Interview with Mārcis Pinnis, the Chief AI Officer at Tilde
In this interview, we hosted Mārcis Pinnis, the Chief AI Officer of Tilde, which is an elite European language technology company based in Lithuania.
Marcis took us in the world of machine translation in digital media, voice-to-text technologies, AI assistants, and chatbots, presenting their open-source LLM TildeOpen, which includes over 30 billion parameters and is designed for Baltic and Eastern European languages. Finally, he introduced their FFplus sub-project, where the team is developing a locally deployable enterprise assistant solution that will allow organisations to transform their documents into queryable knowledge bases, ensuring complete data security and sovereignty.

Mārcis Pinnis, the Chief AI Officer of Tilde
Copyrights: Tilde
To start, could you briefly introduce Tilde?
Marcis:
Tilde is a language technology developing company. We are based in the Baltic states. We have three offices in Latvia, Lithuania and Estonia. And we developed various language technologies such as machine translation systems, speech recognition and synthesis systems and virtual assistants for a wide variety of customers, including businesses, international organizations, governments, and also individual users.

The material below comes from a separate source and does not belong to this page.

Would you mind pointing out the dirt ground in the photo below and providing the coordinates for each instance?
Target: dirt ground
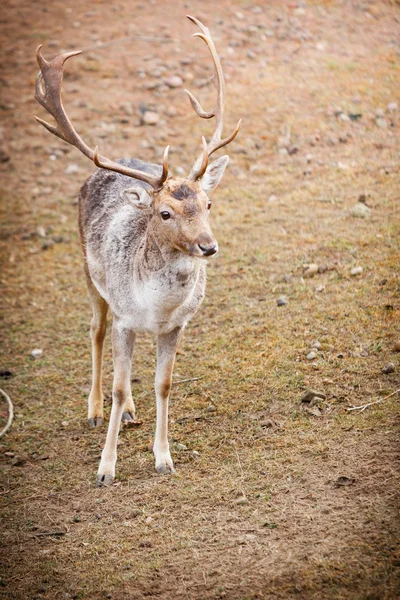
(273, 497)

From your perspective, what are the currently transformative trends that are changing this area? And, how are these areas covering machine learning in digital media, voice-to-text technologies, AI systems and chatbots, actually implemented?
Marcis:
This change of generations for technologies has been happening actually since the first large language models came out, by OpenAI in 2022. But it's not a very fast process. But the main trend is that large language models are taking over various tasks that typically were done by previous generation systems and artificial intelligence solutions. And this trend will continue. We'll see more and more tasks being automated using large language models. And the current trend is that large language models are becoming multimodal. They can process text, vision and also speech. And that will also continue. And in Europe, a big trend currently is that large language models that are being developed in Europe are trying to ensure language equity across all European languages, which is very important in the European Union. So languages are core values of the European Union as such.
Tilde has been entrusted with building TildeOpen. This is an open-source, fundamental LLM with over 30 billion parameters designed for Baltic and Eastern European languages, specifically. Could you explain how generative AI is integrated into your workflows and solutions? And can you introduce some concrete examples of how your clients are using these capabilities to solve their real-world problems?
Marcis:
We are trying to integrate large language models in most of our products. For instance, in machine translation, we try to allow users to have more flexibility in terms of how to style their translations, and because large language models are more capable and have better quality that transforms into, which translates into increased productivity for customers down the line, for instance, translators have to edit less, which means cost savings typically.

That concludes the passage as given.